Roxy of the Misfits
One year I went as a pirate and paid for all my drinks with Sacagawea dollar coins that I called “dubloons.” I thought it was hilarious and the bartenders thought it was annoying. This year I think I’m going to go all “Eagle vs. Shark” and be a Great White Shark. Even though I hate sharks and I am even afraid of them in the pool. Seriously. When I jump off of the high dive I haul ass to the ladder because I am just SURE someone has opened the underwater gate and let the sharks out. It’s going to be an awesome costume, though.

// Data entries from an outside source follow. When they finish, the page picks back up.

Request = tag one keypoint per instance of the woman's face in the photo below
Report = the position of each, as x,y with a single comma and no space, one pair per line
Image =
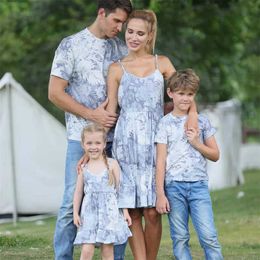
137,34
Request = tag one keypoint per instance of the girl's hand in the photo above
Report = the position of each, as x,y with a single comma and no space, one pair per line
82,162
193,136
162,204
76,220
127,217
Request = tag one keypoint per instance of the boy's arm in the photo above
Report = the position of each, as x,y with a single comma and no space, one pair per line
208,149
162,204
77,199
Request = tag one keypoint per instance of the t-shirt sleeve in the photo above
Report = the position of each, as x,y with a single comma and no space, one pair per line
161,133
208,129
63,61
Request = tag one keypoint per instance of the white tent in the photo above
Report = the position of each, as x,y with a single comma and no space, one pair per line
32,153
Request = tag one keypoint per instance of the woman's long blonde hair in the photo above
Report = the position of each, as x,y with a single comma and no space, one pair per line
93,128
150,17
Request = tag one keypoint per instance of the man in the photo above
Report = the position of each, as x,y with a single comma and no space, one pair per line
78,86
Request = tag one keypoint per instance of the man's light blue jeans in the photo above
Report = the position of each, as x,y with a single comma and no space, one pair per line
65,231
192,198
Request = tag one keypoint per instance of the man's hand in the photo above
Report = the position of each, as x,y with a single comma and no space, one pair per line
162,204
103,117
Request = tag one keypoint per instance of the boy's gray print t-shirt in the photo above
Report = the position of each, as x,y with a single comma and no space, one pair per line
184,163
83,60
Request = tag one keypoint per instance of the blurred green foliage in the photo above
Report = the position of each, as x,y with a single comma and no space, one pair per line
219,39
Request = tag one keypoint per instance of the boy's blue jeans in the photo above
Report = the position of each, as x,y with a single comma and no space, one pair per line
65,231
192,198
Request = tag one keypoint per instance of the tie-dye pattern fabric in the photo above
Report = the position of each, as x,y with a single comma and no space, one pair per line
184,163
102,221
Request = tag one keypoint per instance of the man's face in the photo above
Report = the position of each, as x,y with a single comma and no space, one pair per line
113,22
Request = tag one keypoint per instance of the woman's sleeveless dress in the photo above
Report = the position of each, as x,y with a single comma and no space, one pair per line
141,103
101,220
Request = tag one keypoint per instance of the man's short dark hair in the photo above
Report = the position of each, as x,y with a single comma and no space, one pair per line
111,5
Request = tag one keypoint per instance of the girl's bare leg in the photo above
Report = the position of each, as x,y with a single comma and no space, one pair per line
137,241
107,252
87,251
152,232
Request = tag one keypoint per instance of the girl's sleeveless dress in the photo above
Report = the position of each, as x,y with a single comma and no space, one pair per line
141,103
101,220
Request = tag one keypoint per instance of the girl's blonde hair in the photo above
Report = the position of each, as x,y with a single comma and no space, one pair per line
94,128
150,17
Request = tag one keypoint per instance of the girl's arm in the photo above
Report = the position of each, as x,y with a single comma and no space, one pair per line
113,81
78,194
162,203
208,149
165,66
116,172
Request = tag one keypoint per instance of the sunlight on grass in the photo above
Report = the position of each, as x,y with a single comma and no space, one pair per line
237,219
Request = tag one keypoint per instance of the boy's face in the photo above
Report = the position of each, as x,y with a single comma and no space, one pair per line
112,23
182,100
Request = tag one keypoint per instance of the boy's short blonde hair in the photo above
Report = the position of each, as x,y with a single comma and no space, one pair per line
183,80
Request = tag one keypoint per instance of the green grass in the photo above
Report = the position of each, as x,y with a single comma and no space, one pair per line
237,221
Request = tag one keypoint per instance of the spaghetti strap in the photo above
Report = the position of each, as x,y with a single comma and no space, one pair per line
156,61
123,68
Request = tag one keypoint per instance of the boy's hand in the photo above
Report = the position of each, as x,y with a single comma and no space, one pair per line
127,217
193,136
82,162
192,121
162,204
76,220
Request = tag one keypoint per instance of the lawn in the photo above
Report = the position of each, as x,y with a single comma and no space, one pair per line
237,217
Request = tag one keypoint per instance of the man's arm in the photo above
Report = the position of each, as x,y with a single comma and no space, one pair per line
61,99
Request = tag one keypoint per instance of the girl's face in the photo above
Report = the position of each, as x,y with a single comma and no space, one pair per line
137,34
94,145
182,100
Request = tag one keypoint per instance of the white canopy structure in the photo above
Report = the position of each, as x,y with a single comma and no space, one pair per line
32,153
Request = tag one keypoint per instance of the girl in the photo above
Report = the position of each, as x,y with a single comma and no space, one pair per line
100,222
137,84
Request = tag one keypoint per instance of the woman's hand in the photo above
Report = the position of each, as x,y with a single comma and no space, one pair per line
76,220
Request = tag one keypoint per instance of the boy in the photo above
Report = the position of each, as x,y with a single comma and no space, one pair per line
181,177
78,86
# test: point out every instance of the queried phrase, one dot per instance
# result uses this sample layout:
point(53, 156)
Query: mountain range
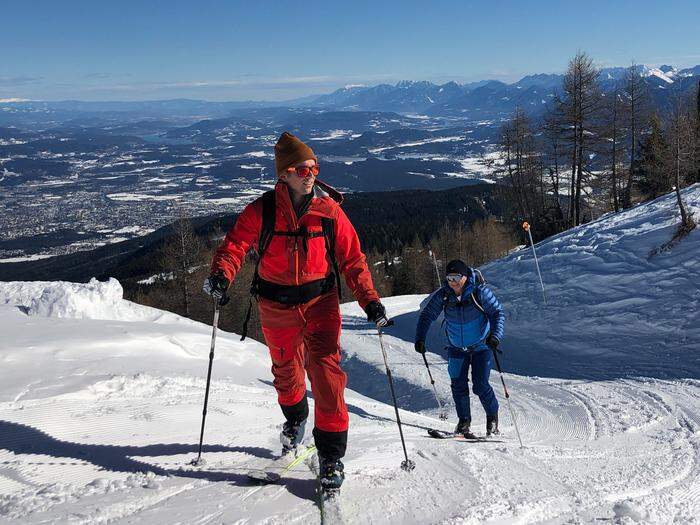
point(486, 99)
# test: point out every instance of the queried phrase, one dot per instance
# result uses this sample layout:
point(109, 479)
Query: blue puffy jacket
point(466, 325)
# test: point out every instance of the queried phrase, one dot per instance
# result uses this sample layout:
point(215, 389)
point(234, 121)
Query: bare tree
point(613, 145)
point(637, 106)
point(182, 254)
point(553, 132)
point(523, 164)
point(680, 132)
point(579, 106)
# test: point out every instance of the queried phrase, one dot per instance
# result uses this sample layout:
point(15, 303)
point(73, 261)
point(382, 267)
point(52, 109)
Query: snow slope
point(100, 401)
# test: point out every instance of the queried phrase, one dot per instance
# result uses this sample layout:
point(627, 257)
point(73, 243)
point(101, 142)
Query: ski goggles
point(304, 171)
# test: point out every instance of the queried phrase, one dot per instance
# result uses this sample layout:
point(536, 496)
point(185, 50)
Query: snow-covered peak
point(665, 73)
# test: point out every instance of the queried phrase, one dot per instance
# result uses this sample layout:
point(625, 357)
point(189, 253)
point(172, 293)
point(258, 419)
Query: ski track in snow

Speaking of sharks and pools and being crazy, I have this reoccurring nightmare about sharks and pools. In my dream, my mom drags me and my sisters to see Jaws, who has been captured and is being kept in the pool by our house. Well, she really only drags me because my sisters are all about it. I beg and beg and try to convince her that it is a BAD IDEA, but we go anyway. One by one, my sisters keep leaning over the side of the pool and falling in, and I have to keep jumping in and saving them. Over and Over. All Night. Whenever I have this dream I wake up exhausted and mad at my mom. Come on, Mom! I warned you. Sharks+kids=Worst Idea Ever. Jeez.
I also frequently have a dream where my mom makes me live under the stairs a la the Dursleys and Harry Potter, and won’t let me have any of the brownies she just made. Which is weird, because my mom would never deny me brownies. She is a very nice lady.